Leveraging Artificial Intelligence of Things and Big Data Analytics for Enhanced Predictive Maintenance
DOI:
https://doi.org/10.63900/w3xqb197Keywords:
Predictive Maintenance, Artificial Intelligence of Things, Big Data Analytics, Industrial IoT, Machine Learning, Edge Computing.Abstract
This research aims at establishing the role of AIoT and Big Data Analytics in improving PdM techniques by providing failure prognosis and condition-based upkeep. The proposed framework utilizes IoT sensors installed on the industrial assets to always track vital parameters which are as follows; Temperature, Vibration, Pressure and Humidity which inversely reflect the status of equipment. The information gathered from these sensors is preprocessed and analyzed in real time by the means of Edge computing that helps in minimizing the latencies of the large amount of data collected and in turn makes the decision making possible at the edge of the network. Pulse signal data of equipment are used together with the Long Short-Term Memory (LSTM) networks for prediction of degradation, identification of abnormality, and determination of Remaining Useful Life (RUL) that enable prescriptive maintenance.
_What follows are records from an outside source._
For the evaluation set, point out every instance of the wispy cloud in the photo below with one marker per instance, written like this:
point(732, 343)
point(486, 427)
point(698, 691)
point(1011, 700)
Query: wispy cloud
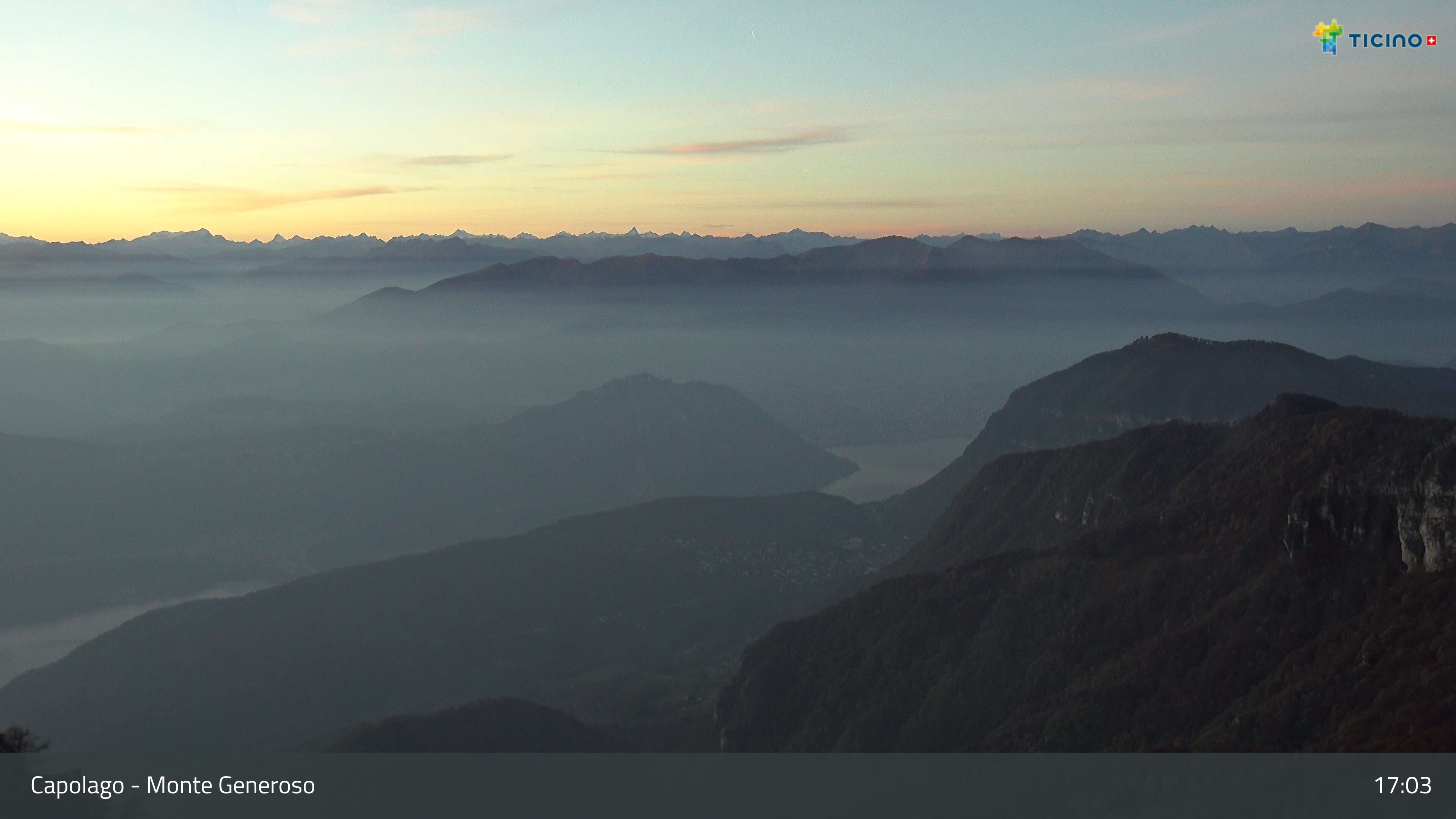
point(764, 145)
point(453, 159)
point(215, 199)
The inclusion of Big Data Analytics in the evaluation of this framework also improves this aspect by providing a way of storing and processing large volumes of data and the review of patterns in the data to refine the model over time. Evaluation metrics such as accuracy, precision, recall together with Mean Absolute Error (MAE) summarize the ability of the proposed AIoT based PdM system to effectively prognosticate maintenance requirements effectively.